In the Baton Rouge mayoral race, Holden and candidate Mike Walker are both using variations on the term “Kipnotize” to advance their campaigns.
Depending on whose campaign uses the term, “Kipnotism” can be negative or positive.
The phrase originated from Holden’s campaign a few years ago, according to campaign adviser Rannah Gray.
“Someone in the group said, ‘We’re going to get this film because he’s going to Kipnotize them to come to Baton Rouge,’” Gray said.
Gray said it was a joke relating to Holden’s powers of persuasion.
Then, on Holden’s 60th birthday, his staff put a banner up that read, “Let’s get Kipnotized.”
“People went crazy over it,” Gray said.
But this past summer, Walker used the term in a radio spot and two television ads to describe Holden’s speaking to constituents about his views on crime rate in the city.
One of Walker’s YouTube ads shows a watch swinging back and forth, while Holden announces that violent crime rates in Baton Rouge have decreased over the past few years.
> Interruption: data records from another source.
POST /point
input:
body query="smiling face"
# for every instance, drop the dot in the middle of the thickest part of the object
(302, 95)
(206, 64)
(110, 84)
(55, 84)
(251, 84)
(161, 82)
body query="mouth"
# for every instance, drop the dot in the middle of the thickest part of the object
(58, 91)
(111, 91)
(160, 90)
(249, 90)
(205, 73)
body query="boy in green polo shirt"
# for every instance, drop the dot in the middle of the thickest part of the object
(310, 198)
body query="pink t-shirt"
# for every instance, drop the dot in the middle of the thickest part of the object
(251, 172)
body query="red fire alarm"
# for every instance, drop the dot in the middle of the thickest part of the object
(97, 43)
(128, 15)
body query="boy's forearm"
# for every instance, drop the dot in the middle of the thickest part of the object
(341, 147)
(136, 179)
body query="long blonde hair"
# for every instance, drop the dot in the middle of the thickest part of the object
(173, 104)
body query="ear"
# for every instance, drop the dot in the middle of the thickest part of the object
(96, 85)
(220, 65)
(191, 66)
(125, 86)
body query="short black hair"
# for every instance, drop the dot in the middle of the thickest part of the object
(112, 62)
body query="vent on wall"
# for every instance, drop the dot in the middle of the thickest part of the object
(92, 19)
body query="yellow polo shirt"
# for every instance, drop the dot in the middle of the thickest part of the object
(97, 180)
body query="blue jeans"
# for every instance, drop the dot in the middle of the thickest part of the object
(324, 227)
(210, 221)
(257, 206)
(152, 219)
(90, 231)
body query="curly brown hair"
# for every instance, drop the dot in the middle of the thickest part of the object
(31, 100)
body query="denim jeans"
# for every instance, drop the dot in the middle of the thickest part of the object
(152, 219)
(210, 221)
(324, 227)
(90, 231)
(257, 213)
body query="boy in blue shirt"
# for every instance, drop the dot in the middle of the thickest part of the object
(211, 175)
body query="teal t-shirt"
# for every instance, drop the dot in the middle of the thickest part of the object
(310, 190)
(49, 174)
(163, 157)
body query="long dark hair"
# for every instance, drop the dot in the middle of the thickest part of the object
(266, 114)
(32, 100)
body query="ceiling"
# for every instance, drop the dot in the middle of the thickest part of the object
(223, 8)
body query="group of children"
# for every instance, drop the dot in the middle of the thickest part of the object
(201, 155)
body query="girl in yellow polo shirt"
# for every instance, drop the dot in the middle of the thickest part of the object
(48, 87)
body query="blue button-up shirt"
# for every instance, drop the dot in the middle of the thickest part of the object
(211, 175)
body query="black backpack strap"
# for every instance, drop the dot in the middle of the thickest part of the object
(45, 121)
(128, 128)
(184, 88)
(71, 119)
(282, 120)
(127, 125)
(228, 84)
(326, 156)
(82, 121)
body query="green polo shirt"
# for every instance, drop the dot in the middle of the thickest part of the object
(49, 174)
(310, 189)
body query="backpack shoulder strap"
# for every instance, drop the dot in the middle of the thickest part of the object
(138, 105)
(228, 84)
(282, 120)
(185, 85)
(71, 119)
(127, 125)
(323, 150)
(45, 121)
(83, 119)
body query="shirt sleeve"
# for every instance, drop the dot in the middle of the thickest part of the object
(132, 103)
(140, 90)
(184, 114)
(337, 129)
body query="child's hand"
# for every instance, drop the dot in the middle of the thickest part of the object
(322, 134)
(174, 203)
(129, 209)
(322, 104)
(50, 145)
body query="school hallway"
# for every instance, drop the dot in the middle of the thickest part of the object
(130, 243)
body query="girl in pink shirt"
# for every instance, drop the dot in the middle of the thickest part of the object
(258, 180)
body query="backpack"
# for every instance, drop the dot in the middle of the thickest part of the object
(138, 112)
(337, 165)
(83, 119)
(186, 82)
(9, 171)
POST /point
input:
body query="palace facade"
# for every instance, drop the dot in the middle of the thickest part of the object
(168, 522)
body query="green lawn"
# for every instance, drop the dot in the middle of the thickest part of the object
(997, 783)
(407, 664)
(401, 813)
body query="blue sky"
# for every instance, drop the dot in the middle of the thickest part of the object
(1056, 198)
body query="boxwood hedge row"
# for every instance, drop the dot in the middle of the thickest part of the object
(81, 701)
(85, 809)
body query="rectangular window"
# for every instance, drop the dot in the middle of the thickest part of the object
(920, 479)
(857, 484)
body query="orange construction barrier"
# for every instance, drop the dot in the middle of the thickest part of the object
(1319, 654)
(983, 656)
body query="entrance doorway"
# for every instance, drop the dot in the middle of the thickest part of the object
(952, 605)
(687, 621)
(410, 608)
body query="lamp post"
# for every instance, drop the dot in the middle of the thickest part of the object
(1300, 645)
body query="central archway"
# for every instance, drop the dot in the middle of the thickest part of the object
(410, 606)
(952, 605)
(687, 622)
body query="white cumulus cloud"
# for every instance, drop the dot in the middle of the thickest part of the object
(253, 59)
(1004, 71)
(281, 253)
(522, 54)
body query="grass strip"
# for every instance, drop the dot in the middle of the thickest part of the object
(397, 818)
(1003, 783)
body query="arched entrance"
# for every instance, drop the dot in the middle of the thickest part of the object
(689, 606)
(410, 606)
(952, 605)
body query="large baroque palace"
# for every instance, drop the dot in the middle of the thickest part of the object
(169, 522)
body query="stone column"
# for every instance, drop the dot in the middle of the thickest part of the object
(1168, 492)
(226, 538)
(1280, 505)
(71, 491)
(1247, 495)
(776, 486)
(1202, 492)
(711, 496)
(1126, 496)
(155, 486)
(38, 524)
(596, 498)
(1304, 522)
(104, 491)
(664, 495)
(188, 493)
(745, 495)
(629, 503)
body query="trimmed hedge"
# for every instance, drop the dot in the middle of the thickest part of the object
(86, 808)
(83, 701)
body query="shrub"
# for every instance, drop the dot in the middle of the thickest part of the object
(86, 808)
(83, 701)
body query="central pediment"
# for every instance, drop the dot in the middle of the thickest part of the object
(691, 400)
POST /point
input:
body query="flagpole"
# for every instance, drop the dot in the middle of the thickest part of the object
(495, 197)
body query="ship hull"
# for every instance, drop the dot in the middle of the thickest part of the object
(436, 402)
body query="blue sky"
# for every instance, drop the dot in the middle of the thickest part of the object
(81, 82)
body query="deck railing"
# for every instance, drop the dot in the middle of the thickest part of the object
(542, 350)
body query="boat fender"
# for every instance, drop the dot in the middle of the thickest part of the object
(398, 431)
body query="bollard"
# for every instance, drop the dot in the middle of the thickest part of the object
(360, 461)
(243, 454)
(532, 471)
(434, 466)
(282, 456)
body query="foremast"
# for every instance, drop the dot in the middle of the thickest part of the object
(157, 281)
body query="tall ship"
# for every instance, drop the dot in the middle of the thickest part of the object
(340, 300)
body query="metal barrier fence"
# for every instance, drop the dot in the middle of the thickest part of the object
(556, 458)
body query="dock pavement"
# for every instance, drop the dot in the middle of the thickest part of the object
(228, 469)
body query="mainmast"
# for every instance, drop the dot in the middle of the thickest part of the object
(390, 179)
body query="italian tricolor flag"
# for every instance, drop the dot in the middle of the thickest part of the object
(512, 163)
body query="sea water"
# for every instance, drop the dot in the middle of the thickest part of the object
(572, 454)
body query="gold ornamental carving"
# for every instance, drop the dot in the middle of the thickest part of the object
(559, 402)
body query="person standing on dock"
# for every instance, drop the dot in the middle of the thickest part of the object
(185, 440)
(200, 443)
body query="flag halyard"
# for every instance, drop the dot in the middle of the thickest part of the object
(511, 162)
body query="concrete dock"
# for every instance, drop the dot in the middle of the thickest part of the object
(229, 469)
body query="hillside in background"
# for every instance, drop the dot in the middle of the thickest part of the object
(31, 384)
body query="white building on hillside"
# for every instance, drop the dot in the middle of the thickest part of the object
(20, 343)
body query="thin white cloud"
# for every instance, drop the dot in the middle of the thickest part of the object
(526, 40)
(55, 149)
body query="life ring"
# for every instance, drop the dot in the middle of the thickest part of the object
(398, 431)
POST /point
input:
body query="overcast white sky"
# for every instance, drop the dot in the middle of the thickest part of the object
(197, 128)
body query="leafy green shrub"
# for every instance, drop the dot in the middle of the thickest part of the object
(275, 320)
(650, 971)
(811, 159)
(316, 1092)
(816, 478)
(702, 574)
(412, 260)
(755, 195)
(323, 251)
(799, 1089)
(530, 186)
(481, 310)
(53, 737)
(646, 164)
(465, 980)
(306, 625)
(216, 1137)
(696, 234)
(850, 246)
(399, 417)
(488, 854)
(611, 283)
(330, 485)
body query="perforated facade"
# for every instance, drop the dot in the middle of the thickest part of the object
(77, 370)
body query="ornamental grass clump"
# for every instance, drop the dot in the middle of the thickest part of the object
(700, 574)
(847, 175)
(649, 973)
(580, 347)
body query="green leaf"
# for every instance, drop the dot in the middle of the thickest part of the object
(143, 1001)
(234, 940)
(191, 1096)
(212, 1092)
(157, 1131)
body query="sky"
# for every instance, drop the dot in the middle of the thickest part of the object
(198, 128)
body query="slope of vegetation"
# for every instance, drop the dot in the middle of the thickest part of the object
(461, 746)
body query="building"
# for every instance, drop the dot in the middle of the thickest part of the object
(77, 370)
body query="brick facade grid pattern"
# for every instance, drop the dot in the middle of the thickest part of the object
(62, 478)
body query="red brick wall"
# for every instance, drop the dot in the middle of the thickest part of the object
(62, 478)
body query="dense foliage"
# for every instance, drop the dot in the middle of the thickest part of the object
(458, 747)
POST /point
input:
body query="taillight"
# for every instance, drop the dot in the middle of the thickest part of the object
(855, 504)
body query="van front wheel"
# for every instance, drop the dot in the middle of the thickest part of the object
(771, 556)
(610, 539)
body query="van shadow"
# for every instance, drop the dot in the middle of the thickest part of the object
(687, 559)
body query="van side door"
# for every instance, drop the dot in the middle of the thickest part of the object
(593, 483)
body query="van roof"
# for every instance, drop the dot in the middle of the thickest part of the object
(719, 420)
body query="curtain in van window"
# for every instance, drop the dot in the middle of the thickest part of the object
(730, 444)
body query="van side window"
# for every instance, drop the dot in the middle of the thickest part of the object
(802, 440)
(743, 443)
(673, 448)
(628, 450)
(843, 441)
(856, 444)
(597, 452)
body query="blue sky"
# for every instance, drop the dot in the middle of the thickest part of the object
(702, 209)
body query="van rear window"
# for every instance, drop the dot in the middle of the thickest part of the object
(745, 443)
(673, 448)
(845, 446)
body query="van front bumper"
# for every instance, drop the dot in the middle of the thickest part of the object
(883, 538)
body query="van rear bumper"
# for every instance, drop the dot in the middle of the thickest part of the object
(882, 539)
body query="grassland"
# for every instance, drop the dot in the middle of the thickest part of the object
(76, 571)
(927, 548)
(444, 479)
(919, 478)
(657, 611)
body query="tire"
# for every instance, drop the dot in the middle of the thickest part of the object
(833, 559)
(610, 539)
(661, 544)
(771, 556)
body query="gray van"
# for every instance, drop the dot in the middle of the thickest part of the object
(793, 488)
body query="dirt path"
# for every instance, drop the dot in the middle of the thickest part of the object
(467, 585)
The words on screen read, “Are you being Kipnotized?”
Roy Fletcher, one of Walker’s campaign advisers, said their use of the term originated “from rhyming words.”
“I’ve never seen anybody get so sensitive about it. It’s not ugly, just politics,” Fletcher said.
After Holden’s side of the campaign heard the radio spot for Walker that used “Kipnotize” in a negative light, Gray said the campaign advisers flipped it around to make the word positive again.
“It’s no good just to sell fear,” Gray said.
Holden’s campaign responded to Walker’s ads with a billboard urging voters to “get Kipnotized,” in a similar fashion to the birthday banner.
“We made shirts and stickers and had to have them reprinted,” Gray said.
Reilly Center Director Bob Mann compared this turning of a phrase to the 1964 Barry Goldwater and Lyndon B. Johnson presidential race.
Goldwater’s campaign invented the slogan, “In your heart, you know he’s right.”
Johnson’s campaign responded with, “In your guts, you know he’s nuts,” which appealed to the idea that Goldwater would be reckless with nuclear weapons, Mann said.
“In order to be successful, you have to figure out how to turn your opponent’s strength into his weakness,” Mann said.
He called this a prime example of smart politics.